My aim is to classify maximum protein types in the Structural Protein Sequences dataset using multiple machine learning and deep learning classification algorithms. The dataset is from Kaggle.
- Format the classification names
- Remove the outliers for phValue and Molecular Weight. However, there are some high values in Molecular Weight which I think "Molecular weight is calculated using sequence using the weight of each amino acid. Thus, if a sequence is long, then it can have a large weight"
- Remove crystallizationMethod, crystallizationTempK, publicationYear and pdbxDetails. crystallizationMethod and crystallizationTempK have 22% missing values
- Drop some rows based on : densityMatthews, densityPercentSol, resolution, and sequence
- Replace phValue nan value with the average value of that particular class and remove all classes if all phValues are null
- Didn't consider classes that have less than 100 values per class
- Added class variable as a target value.
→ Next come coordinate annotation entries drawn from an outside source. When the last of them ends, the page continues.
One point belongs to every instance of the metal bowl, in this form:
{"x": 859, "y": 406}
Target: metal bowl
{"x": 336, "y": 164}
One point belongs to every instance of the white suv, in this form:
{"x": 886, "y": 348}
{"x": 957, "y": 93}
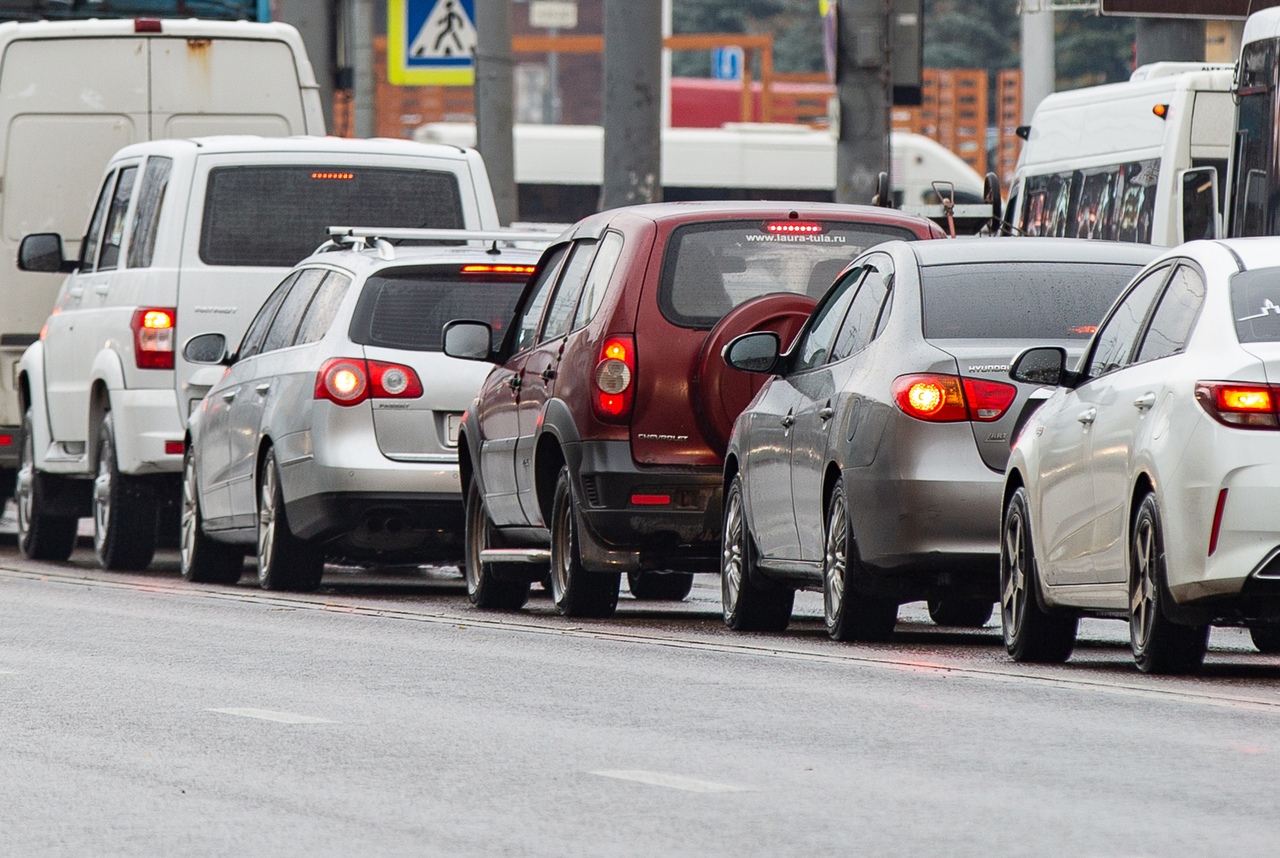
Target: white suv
{"x": 188, "y": 236}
Assign a unique class number to each protein class
I compared a few models with cross-validation and hyperparameter tuning with Grid Search and Randomized Search. The following models were compared:
- Random Forest
- Decision Tree
- Gradient Boosting
- Gaussian Naive Bayes
- Multinomial Naive Bayes
- Support Vector Machine (SVM)
- K Nearest Neighbors (KNN)
- Logistic Regression with OneVsRest
Random Forest is the best among all above models. KNN also works well whereas all other models give very poor performance.
I also implemented Character level 1d CNN and LSTM using keras and TensorFlow in which CNN performs very well.